With its bug bounty programs, Microsoft now offers year-round compensation for researchers that generally sell their exploits on the white market. In so doing, Microsoft is shortening the usefulness and effectiveness of the black market, Moussouris said.

Andrew Plato, president of Anitian Enterprise Security, Beaverton, Ore., told CRN that while it's good Microsoft "finally accepted reality and started paying for bugs," it was also "very late" to embrace a model already widely used in the security market.
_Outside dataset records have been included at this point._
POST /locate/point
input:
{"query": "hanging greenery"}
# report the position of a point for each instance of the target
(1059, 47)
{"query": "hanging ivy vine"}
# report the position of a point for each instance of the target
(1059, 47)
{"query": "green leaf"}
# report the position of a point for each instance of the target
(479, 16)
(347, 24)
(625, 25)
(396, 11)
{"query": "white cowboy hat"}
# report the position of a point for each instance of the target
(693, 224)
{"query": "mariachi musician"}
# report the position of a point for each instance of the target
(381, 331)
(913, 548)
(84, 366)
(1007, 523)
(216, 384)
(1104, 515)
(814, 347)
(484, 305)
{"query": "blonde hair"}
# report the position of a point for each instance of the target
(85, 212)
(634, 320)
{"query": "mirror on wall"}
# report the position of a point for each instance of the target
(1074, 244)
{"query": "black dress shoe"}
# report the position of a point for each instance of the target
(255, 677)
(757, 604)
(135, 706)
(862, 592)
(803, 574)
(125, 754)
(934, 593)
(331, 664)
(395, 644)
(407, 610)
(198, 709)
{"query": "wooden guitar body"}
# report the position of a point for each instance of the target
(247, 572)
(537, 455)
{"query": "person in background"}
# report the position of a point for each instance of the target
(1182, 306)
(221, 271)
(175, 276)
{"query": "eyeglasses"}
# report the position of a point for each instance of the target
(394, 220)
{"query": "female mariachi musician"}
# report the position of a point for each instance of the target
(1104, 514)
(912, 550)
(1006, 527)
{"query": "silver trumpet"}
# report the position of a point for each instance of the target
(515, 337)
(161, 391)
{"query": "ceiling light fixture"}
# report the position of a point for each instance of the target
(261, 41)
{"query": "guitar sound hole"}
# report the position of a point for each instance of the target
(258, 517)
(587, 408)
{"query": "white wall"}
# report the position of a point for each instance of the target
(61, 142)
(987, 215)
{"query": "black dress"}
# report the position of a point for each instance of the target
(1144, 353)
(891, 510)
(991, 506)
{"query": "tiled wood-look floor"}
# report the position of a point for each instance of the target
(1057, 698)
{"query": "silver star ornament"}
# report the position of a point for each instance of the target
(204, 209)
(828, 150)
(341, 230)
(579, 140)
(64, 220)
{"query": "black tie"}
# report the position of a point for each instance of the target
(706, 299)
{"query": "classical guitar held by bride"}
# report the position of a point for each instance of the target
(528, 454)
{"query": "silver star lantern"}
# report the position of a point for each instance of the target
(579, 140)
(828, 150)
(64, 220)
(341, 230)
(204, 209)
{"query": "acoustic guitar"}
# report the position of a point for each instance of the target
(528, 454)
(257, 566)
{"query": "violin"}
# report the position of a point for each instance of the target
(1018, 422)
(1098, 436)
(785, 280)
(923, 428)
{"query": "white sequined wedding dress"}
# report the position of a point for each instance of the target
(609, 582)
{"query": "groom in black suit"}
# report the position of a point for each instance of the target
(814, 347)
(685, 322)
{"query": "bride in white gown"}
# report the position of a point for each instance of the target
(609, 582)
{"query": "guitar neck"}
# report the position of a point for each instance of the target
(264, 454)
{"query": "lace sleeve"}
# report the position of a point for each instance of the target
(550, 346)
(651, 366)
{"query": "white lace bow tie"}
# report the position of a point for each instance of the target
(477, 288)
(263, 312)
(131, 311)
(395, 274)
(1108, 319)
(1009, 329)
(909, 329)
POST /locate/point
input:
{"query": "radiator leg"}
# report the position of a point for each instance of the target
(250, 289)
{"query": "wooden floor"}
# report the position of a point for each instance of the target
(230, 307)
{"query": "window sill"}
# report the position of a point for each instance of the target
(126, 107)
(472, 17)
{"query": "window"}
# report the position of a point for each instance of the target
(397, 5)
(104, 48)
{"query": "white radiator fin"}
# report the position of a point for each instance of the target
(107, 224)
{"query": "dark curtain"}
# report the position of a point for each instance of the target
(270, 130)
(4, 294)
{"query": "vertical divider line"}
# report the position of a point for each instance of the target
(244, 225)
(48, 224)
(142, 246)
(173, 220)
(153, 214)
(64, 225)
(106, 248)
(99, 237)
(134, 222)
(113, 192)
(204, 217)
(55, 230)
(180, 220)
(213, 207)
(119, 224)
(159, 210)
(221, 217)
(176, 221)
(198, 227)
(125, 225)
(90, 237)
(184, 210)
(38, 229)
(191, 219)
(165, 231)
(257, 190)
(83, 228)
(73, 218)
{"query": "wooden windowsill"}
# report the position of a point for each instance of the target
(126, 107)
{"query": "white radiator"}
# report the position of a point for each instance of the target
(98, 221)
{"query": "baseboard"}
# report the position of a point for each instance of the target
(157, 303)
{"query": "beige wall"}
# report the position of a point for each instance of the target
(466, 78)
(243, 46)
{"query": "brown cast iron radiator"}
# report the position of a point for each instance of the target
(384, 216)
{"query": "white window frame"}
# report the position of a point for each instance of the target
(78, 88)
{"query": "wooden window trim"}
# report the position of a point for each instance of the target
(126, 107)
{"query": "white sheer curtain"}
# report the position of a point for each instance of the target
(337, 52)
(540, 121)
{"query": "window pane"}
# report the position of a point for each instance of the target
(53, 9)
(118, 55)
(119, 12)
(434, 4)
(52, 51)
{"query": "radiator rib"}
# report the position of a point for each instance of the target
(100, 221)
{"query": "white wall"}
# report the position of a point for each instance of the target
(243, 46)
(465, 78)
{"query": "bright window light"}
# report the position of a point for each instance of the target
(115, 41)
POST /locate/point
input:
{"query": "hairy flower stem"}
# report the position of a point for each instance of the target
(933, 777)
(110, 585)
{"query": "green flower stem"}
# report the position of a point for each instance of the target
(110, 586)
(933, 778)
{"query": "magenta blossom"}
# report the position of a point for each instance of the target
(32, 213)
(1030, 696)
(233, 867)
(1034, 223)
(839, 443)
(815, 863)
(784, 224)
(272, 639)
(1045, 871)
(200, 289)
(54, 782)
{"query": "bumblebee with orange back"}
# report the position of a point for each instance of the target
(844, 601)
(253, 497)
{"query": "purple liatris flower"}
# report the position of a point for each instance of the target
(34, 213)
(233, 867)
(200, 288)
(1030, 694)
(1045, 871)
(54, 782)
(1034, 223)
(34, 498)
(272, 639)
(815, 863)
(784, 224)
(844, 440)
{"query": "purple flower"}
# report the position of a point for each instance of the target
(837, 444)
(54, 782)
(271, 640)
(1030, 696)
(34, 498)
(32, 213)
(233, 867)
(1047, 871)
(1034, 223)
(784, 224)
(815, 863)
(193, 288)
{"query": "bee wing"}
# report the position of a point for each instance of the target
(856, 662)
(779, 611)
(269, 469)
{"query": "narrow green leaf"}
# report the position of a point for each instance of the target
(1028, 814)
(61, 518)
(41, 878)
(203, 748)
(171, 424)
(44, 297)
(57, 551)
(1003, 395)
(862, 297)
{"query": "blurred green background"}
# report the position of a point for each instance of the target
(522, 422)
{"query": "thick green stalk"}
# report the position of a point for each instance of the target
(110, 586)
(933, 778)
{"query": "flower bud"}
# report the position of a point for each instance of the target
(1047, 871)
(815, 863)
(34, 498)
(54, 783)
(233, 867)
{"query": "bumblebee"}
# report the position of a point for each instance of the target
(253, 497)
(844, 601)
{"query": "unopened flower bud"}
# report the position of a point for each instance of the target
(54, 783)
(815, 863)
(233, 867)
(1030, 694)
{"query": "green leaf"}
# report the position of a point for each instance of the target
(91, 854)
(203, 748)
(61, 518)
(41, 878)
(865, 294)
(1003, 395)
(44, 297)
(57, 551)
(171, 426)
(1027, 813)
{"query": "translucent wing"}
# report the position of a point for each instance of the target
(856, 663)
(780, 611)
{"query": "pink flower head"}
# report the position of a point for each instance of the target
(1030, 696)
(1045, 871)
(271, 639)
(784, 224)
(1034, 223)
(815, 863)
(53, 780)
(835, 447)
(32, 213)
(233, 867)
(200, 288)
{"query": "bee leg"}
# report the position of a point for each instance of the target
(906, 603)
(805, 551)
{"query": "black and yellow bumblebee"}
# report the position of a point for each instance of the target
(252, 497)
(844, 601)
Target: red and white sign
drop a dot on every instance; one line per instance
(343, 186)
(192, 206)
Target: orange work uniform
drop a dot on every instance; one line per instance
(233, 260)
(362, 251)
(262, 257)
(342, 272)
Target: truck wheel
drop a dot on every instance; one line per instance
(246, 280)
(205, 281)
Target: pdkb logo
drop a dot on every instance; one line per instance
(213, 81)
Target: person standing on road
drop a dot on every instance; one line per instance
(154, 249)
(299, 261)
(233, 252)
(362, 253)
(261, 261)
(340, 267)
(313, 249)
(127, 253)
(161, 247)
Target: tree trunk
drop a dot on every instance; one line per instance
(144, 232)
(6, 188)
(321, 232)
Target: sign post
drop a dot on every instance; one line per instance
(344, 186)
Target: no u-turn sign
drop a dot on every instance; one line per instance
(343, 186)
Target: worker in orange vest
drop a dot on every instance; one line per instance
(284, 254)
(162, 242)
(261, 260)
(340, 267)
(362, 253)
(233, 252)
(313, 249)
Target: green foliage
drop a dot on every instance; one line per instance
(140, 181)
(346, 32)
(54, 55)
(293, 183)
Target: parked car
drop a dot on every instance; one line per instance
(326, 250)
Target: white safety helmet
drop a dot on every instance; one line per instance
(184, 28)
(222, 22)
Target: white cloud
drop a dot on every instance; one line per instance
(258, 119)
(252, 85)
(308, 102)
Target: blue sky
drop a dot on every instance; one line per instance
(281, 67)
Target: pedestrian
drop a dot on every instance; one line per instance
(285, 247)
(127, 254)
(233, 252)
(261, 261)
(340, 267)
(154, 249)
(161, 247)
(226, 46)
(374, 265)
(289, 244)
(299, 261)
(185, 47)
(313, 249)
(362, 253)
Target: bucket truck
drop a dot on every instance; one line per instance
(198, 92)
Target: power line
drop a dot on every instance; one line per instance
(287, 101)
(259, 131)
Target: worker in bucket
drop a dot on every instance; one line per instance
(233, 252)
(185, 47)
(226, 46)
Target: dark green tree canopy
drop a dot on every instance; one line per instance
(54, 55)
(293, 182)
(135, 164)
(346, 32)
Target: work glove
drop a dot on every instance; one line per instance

Peter Bybee, president and CEO of San Diego-based Security On-Demand, a managed security services provider, thinks that while the move is overdue, Microsoft deserves some credit for adopting the bug bounty model.

"It’s a good gesture to communicate to their user base that they are not as complacent as everyone assumes they are," Bybee said in an email. "We’ve all been living with Patch Tuesdays for years, and I think that everyone assumed that they would not take a more proactive stance."

Microsoft has paid $253,000 in bug bounties so far, including $100,000 earlier this month to a researcher who came up with new variants on existing attack techniques, Moussouris said, adding that this helps Microsoft improve its platform defenses.

In Microsoft's Mitigation Bypass Bounty program, researchers can get paid up to $100,000 for "truly novel exploitation techniques" against the protections built into Windows 8.1. They can get an additional $50,000 if they come up with a defensive technique for the exploit they've created.

In Microsoft's IE 11 Preview Bug Bounty program, researchers could get up to $11,000 for critical vulnerabilities in the IE 11 preview running on Windows 8.1.

Despite the change of heart on bug bounties, Microsoft's Security Development Lifecycle is still the best way for organizations to secure their software, Moussouris said. "You cannot penetration-test your way to security in your software," she said.